What I like to imagine is that it was couscous falling from heaven.
Pissing on my own parade, but it really can’t have been - because contrary to popular belief couscous isn’t naturally growing grain. It’s in fact rather processed semolina pellets so more like polenta or microscopic pasta than rice or quinoa. What might support my belief is the fact that it’s incredibly nutritious and filling.

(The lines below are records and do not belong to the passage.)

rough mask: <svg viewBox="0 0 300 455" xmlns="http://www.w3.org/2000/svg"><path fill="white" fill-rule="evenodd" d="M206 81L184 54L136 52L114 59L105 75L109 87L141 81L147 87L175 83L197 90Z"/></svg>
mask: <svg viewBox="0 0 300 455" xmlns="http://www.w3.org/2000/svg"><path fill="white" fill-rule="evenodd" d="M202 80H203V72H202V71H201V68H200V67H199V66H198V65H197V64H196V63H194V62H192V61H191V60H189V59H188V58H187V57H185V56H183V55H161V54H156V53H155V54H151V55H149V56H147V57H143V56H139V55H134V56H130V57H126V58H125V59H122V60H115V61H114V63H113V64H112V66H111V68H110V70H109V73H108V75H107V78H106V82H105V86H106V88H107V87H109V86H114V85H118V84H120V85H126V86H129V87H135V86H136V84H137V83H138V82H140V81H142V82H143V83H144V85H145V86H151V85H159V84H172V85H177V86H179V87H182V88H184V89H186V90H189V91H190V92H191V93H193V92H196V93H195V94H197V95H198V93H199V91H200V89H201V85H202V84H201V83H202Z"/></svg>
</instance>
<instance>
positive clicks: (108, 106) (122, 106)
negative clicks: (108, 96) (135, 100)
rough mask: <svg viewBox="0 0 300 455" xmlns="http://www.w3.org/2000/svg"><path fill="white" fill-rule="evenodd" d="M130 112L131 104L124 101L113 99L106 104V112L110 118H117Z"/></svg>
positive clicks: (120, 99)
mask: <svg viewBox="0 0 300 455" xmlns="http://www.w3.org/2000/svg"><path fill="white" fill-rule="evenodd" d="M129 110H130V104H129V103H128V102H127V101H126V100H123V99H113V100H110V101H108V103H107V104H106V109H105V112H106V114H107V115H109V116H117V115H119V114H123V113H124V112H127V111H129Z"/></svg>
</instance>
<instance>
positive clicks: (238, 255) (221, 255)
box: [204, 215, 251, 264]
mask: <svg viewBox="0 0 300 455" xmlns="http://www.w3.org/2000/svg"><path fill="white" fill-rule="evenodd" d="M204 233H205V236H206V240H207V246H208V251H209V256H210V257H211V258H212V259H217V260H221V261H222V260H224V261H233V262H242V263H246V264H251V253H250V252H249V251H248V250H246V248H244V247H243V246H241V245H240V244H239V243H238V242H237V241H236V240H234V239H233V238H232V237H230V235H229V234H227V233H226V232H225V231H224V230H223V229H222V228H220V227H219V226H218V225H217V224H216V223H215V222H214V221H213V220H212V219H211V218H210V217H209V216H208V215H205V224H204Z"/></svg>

The North African/Middle Eastern cooking method involves several stages of steaming until the grains are swollen, fluffy but not a soggy mess and they still have some bite. In Western Europe we’re lucky (or not?) to mostly cook the instant stuff which requires only the same amount of boiling water or stock and takes as little as 10 minutes.
The only darker side of couscous is that it does try to go everywhere, over worktops, the floor, your hands and face given half a chance. And dishwashers hate it - but I’m happy to forgive it, wash up by hand and deep-clean the kitchen.
This is a lovely salad. As with most salads, the ingredients may vary – depending on your fancy and the contents of the fridge. I like to add some kind of cooked, warm vegetables though – just peppers here, but courgettes, aubergines, tomatoes and even mushrooms will perform great as well.